Note to my white self…
You need to stop feeling guilty about your white privilege.
I know you sometimes feel guilty, especially when confronted with all the past and present racial injustices in America. Appalled by what has been done to people of color by white people, you are embarrassed and ashamed. While I’m glad you take inequity seriously, guilt is largely irrelevant to any thoughtful discussion about systemic racism.
When people challenge your white privilege or point out your racism, they are not trying to make you feel guilty. They are trying to make you aware. They aren’t blaming you for all the ugliness of the past. They are pointing out how you continue to benefit from the maltreatment and marginalization of people of color. In a discussion about race, the proper response of a white person to historic and systemic racism is not defensiveness or guilt. Neither contributes positively to the conversation. When challenged about your participation in white privilege and its societal benefits, it is far more helpful to take responsibility.
Consider this analogy. Imagine an art historian visiting your home and pointing out that the painting on your wall, which had been passed down in your family for generations, had actually been stolen from a museum a couple of hundred years ago. How would you respond? Would you become angry, belittling the expert and justifying your possession of the painting? Would you become despondent, taking the blame for your possession of it? I hope not.

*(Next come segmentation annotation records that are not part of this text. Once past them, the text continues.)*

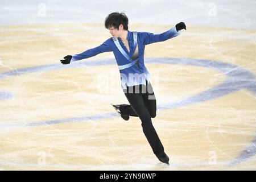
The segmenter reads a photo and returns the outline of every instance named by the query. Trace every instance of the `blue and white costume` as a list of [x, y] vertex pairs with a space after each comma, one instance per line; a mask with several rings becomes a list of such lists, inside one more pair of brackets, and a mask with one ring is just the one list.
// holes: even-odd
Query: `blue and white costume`
[[71, 62], [94, 56], [104, 52], [113, 51], [119, 69], [123, 89], [126, 89], [127, 86], [146, 85], [146, 80], [149, 82], [151, 76], [144, 63], [145, 46], [174, 38], [180, 34], [179, 32], [177, 32], [175, 27], [160, 34], [128, 31], [130, 52], [120, 38], [111, 38], [100, 46], [73, 55]]

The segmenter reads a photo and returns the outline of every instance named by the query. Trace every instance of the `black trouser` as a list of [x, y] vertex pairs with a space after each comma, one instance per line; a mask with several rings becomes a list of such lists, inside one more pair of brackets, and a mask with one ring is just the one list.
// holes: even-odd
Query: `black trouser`
[[127, 87], [123, 91], [130, 105], [121, 105], [121, 114], [139, 117], [142, 122], [144, 134], [154, 153], [157, 155], [163, 152], [164, 147], [152, 124], [151, 118], [155, 117], [156, 111], [155, 97], [151, 84], [147, 82], [147, 86], [139, 85]]

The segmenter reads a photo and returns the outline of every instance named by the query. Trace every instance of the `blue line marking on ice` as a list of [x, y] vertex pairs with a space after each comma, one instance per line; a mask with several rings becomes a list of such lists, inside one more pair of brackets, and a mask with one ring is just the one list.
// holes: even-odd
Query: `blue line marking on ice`
[[[196, 60], [192, 59], [179, 58], [147, 58], [146, 63], [185, 64], [213, 69], [222, 72], [227, 76], [227, 78], [221, 84], [209, 89], [204, 90], [195, 96], [173, 103], [167, 103], [158, 105], [158, 109], [170, 109], [184, 106], [188, 105], [204, 102], [224, 96], [237, 90], [246, 89], [256, 95], [256, 80], [254, 74], [250, 71], [239, 66], [208, 60]], [[72, 63], [69, 65], [60, 64], [50, 64], [26, 68], [0, 73], [0, 78], [20, 76], [24, 74], [88, 66], [99, 66], [115, 64], [113, 59], [102, 60], [86, 60]], [[0, 92], [0, 100], [13, 98], [11, 93]], [[0, 125], [0, 128], [5, 127], [39, 126], [47, 125], [53, 125], [73, 122], [83, 122], [103, 118], [110, 118], [117, 117], [117, 113], [105, 113], [95, 115], [66, 118], [56, 120], [49, 120], [44, 122], [31, 122], [27, 123], [9, 123]], [[236, 165], [246, 160], [256, 154], [256, 136], [250, 146], [243, 150], [240, 156], [233, 160], [230, 165]]]

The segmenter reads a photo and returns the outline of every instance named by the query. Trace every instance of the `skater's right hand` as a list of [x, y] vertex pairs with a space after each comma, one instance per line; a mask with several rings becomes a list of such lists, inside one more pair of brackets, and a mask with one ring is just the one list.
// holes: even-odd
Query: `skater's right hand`
[[70, 61], [71, 61], [71, 59], [72, 59], [72, 56], [71, 55], [67, 55], [65, 56], [64, 57], [63, 57], [64, 59], [61, 60], [60, 62], [63, 64], [68, 64], [70, 63]]

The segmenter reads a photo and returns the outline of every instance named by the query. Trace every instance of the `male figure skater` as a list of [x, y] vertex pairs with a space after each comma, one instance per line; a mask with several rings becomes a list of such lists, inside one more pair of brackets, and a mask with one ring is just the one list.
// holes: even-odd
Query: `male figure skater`
[[174, 38], [179, 35], [181, 30], [186, 30], [186, 26], [180, 22], [163, 33], [153, 34], [131, 32], [128, 30], [128, 22], [123, 13], [110, 14], [105, 19], [105, 27], [109, 30], [112, 38], [100, 46], [79, 54], [66, 56], [60, 61], [67, 64], [113, 51], [119, 69], [122, 87], [130, 104], [113, 106], [126, 121], [129, 119], [129, 116], [139, 117], [143, 131], [154, 153], [160, 162], [168, 164], [169, 158], [152, 124], [151, 118], [156, 116], [156, 104], [150, 81], [150, 74], [144, 64], [144, 51], [146, 45]]

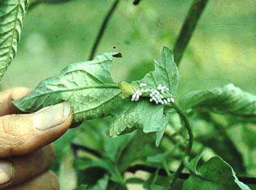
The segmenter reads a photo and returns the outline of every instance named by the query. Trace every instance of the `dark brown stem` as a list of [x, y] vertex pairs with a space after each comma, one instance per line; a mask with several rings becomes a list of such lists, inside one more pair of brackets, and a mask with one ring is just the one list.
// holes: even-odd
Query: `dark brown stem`
[[194, 0], [174, 45], [174, 60], [179, 66], [208, 0]]
[[107, 27], [108, 21], [109, 20], [110, 18], [111, 17], [115, 10], [116, 8], [117, 5], [119, 3], [120, 0], [116, 0], [114, 3], [112, 4], [111, 8], [108, 12], [107, 15], [106, 15], [104, 19], [103, 20], [102, 24], [101, 25], [100, 29], [98, 33], [98, 35], [96, 37], [96, 40], [94, 42], [93, 46], [92, 49], [91, 53], [89, 56], [89, 60], [92, 60], [93, 58], [94, 54], [96, 52], [97, 48], [98, 47], [99, 44], [101, 40], [101, 38], [103, 36], [104, 32], [106, 30]]

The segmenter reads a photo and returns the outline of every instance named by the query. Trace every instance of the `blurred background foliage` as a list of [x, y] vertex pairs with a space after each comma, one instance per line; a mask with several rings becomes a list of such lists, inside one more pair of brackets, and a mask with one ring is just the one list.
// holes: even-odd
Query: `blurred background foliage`
[[[116, 82], [139, 79], [153, 69], [153, 59], [159, 57], [162, 47], [173, 47], [191, 3], [188, 0], [143, 0], [134, 6], [132, 1], [121, 1], [96, 52], [122, 54], [123, 58], [113, 61], [113, 77]], [[25, 17], [17, 56], [2, 80], [1, 88], [17, 86], [34, 88], [68, 64], [87, 60], [112, 3], [110, 0], [74, 0], [63, 4], [43, 3], [30, 10]], [[255, 10], [254, 0], [209, 1], [180, 63], [178, 98], [193, 90], [205, 90], [230, 83], [256, 94]], [[212, 114], [193, 116], [192, 125], [197, 140], [195, 152], [200, 152], [202, 145], [205, 145], [209, 148], [204, 159], [218, 154], [238, 175], [256, 176], [255, 125], [235, 123], [227, 129], [225, 127], [227, 121], [232, 118]], [[205, 120], [209, 118], [216, 122], [207, 123]], [[85, 178], [88, 184], [92, 184], [95, 183], [92, 176], [103, 177], [103, 174], [97, 176], [102, 173], [101, 170], [93, 175], [93, 171], [89, 172], [90, 178], [86, 177], [85, 171], [77, 175], [72, 163], [76, 155], [70, 146], [72, 141], [86, 145], [113, 159], [111, 151], [115, 148], [112, 146], [124, 143], [116, 143], [122, 141], [118, 139], [106, 139], [102, 129], [106, 129], [106, 125], [102, 121], [86, 122], [76, 130], [70, 130], [55, 143], [56, 157], [52, 170], [59, 175], [61, 189], [72, 189], [77, 182], [85, 183]], [[173, 127], [169, 131], [170, 134], [175, 132]], [[138, 154], [145, 158], [156, 152], [171, 151], [174, 146], [168, 138], [163, 139], [158, 149], [154, 146], [154, 140], [145, 141], [150, 145], [147, 149], [141, 147], [145, 152], [138, 154], [138, 149], [132, 152], [125, 148], [130, 157], [120, 158], [118, 163], [124, 162], [121, 166], [123, 170], [127, 167], [125, 164], [137, 160], [131, 155]], [[76, 152], [78, 155], [84, 154]], [[142, 188], [132, 187], [130, 189]]]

You didn’t steal the painting. You don’t have to defend your possession of it or feel guilty about your ancestor’s thievery. I suppose a little embarrassment might be understandable, but what matters most is what you do with your new knowledge. Once you know the painting is stolen, you become morally responsible. You need to make things right, to restore the painting to its rightful owners.
This is the appropriate response when someone challenges your white privilege and racism. Neither getting defensive nor taking the blame is helpful. People of color want you to acknowledge the past injustices and the present inequities and – this is essential – to do whatever is in your power to make things right. To do otherwise would be like keeping the painting on your wall. And you know that wouldn’t be right.
So don’t feel guilty about your white privilege and its benefits. They were part of your inheritance, something you didn’t choose. Your parents didn’t tell you the origins of that inheritance. Until recently, you didn’t fully understand the advantages of those privileges. Now you do. And I think you’ll do the right thing. I think you’ll take that painting down and return it to the museum. You’re going to start looking for ways to restore what was stolen from people of color.
That won’t be easy. The benefits of your white privilege – unlike a painting – are embedded in nearly everything about you – your bank account, your home, your job and your lifestyle. Nearly every business and institution in society has benefitted in some way from racism. Trying to sort out how to compensate people of color for past wrongs and present injustices is complicated. As much as you might like to, you can’t divest yourself of your privilege.
But you can take responsibility for it. You can avoid taking advantage of your privilege. You can use your privilege to ally with people of color. You can challenge the status quo and its insistence that “the past is in the past.” You can support efforts to end systemic racism and provide people of color with new opportunities. Finally, you can challenge other white people when they try to justify keeping the painting on the wall.
When you do so, explain that you are not trying to make them feel guilty.
You just want them to be responsible.